---

Ministerie van Defensie



---

Munitiestortplaats levert geen gevaar op voor volksgezondheid

17-09-2002

De circa 30.000 ton munitie die tussen 1945 en 1967 in de Oosterschelde is gestort lijkt geen gevaar op te leveren voor de volksgezondheid en de milieu-implicaties van de munitiestort lijken tot nu toe eveneens gering. Dat blijkt uit onderzoek van TNO waarvan de resultaten en conclusies in het rapport "Beoordeling van de milieurisico's van gestorte munitie in de Oosterschelde. Vervolgonderzoek op basis van metingen in 2001" staan. Staatssecretaris Van der Knaap bood het onderzoeksrapport vandaag (17 september) aan de Tweede Kamer aan. Op basis van meetgegevens uit 1999 concludeerde TNO vorig jaar ook al dat de kans op explosies zeer gering is en er geen direct gevaar voor de volksgezondheid bestaat. Ook werden secundaire menselijke risico's niet waarschijnlijk geacht.

Omdat de conclusies van het onderzoek uit 1999 berustten op eenmalig uitgevoerde metingen, waarbij niet alle milieubelastende stoffen werden geanalyseerd die in de munitie aanwezig zouden kunnen zijn, is ter verificatie het vervolgonderzoek uitgevoerd. TNO nam in 2001 opnieuw monsters van het water en de bodem binnen en buiten de stortlocatie. De monsters werden onderzocht op het gehalte aan munitiegerelateerde stoffen, zoals (witte) fosfor. Tevens werden de bodemmonsters gebruikt voor bio-assays en voor veldinventarisatie van de aanwezige waterfauna. Ook is er actieve biologische monitoring toegepast met behulp van mosselen.

TNO stelt met het onderzoek opnieuw vast dat de concentraties van munitiegerelateerde stoffen gering zijn.
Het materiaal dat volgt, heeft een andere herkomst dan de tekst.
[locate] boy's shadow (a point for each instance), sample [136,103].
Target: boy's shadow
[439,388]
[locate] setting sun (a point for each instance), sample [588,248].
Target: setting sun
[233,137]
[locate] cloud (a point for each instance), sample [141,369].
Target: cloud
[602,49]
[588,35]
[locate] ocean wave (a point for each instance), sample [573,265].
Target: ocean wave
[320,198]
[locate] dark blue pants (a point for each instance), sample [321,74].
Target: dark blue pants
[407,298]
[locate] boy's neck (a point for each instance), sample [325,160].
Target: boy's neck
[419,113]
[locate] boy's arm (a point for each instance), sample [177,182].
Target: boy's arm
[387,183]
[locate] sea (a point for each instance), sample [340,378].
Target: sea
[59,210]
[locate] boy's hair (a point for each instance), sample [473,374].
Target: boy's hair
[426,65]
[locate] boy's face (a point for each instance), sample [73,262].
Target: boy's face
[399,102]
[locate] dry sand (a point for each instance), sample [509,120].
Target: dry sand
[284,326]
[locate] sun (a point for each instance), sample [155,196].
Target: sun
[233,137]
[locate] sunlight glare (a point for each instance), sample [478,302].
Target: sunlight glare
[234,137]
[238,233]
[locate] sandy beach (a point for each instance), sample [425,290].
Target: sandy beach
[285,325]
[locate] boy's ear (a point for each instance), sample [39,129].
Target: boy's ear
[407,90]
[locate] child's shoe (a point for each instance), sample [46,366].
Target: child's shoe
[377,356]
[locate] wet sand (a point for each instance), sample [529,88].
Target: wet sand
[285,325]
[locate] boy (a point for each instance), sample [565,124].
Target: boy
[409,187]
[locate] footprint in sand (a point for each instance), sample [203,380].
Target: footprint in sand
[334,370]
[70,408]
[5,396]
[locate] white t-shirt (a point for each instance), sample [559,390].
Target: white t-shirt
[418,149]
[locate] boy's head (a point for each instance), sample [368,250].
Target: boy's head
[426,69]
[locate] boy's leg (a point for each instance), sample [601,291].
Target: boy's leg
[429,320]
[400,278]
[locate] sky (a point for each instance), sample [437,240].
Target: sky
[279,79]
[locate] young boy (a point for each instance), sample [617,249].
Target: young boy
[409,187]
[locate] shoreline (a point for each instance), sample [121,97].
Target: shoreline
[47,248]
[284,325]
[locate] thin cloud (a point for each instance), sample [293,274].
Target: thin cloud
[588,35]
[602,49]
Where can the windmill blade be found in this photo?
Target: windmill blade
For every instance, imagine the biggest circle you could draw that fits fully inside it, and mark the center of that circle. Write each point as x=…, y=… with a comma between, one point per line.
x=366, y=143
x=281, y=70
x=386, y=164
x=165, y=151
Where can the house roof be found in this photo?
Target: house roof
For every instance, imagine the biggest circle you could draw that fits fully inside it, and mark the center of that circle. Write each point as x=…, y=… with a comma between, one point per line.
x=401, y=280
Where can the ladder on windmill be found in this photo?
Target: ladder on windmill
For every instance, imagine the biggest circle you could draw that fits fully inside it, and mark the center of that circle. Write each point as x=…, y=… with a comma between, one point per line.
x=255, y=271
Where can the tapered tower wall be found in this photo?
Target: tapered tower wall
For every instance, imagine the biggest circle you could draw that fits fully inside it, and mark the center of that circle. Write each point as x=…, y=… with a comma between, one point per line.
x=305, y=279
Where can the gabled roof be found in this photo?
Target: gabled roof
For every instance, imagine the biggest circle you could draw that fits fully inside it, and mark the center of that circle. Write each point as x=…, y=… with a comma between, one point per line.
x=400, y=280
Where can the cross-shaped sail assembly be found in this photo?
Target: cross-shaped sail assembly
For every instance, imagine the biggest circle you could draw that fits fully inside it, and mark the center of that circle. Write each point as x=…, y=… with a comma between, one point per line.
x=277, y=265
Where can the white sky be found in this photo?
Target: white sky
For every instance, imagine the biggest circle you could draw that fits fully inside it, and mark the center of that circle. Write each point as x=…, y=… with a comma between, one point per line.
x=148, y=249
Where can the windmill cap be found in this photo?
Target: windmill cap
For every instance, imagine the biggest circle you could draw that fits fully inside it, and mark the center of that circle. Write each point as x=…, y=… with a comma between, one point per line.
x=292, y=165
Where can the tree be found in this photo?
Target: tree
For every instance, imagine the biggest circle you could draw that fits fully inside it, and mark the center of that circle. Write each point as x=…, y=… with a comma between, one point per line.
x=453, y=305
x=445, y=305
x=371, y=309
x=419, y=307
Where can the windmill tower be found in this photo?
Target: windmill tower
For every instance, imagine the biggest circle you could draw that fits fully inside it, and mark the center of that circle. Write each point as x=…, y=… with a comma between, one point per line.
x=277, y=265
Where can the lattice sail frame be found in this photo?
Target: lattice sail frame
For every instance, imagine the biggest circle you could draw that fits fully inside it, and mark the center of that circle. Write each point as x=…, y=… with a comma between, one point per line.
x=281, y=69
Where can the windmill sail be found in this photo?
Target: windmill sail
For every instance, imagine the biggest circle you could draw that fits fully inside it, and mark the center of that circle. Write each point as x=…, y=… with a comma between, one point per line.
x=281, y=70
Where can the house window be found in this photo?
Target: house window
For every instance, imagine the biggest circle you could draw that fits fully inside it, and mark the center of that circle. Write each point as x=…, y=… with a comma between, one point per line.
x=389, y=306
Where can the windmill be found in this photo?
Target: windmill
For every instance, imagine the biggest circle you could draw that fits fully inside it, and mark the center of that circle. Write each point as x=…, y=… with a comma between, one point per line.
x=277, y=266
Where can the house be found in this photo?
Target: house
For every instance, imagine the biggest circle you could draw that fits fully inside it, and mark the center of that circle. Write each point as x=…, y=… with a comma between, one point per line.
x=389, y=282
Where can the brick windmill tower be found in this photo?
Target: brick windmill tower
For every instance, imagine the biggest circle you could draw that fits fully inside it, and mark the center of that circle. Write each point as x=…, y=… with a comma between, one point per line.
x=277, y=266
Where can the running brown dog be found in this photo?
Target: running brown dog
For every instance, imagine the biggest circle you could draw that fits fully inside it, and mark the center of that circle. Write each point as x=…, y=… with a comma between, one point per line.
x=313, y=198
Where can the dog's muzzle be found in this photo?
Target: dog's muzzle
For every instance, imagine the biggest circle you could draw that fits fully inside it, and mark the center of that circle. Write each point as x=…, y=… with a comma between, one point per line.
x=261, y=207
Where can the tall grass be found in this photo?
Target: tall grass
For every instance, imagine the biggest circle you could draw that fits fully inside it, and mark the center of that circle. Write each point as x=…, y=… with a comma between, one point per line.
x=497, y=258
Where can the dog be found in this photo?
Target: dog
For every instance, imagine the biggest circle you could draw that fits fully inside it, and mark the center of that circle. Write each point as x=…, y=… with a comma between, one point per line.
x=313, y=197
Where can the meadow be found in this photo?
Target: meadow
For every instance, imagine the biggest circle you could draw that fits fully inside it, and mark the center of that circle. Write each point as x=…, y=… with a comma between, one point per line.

Met de actieve biologische monitoring zijn ter plaatse zelfs aanzienlijk lagere concentraties vastgesteld dan eerder werd berekend. In geen enkel monster werd witte fosfor aangetoond. Het onderzoeksinstituut adviseert om uiterlijk in 2005, in het kader van een monitoringsprogramma, nieuwe metingen en analyses te laten uitvoeren.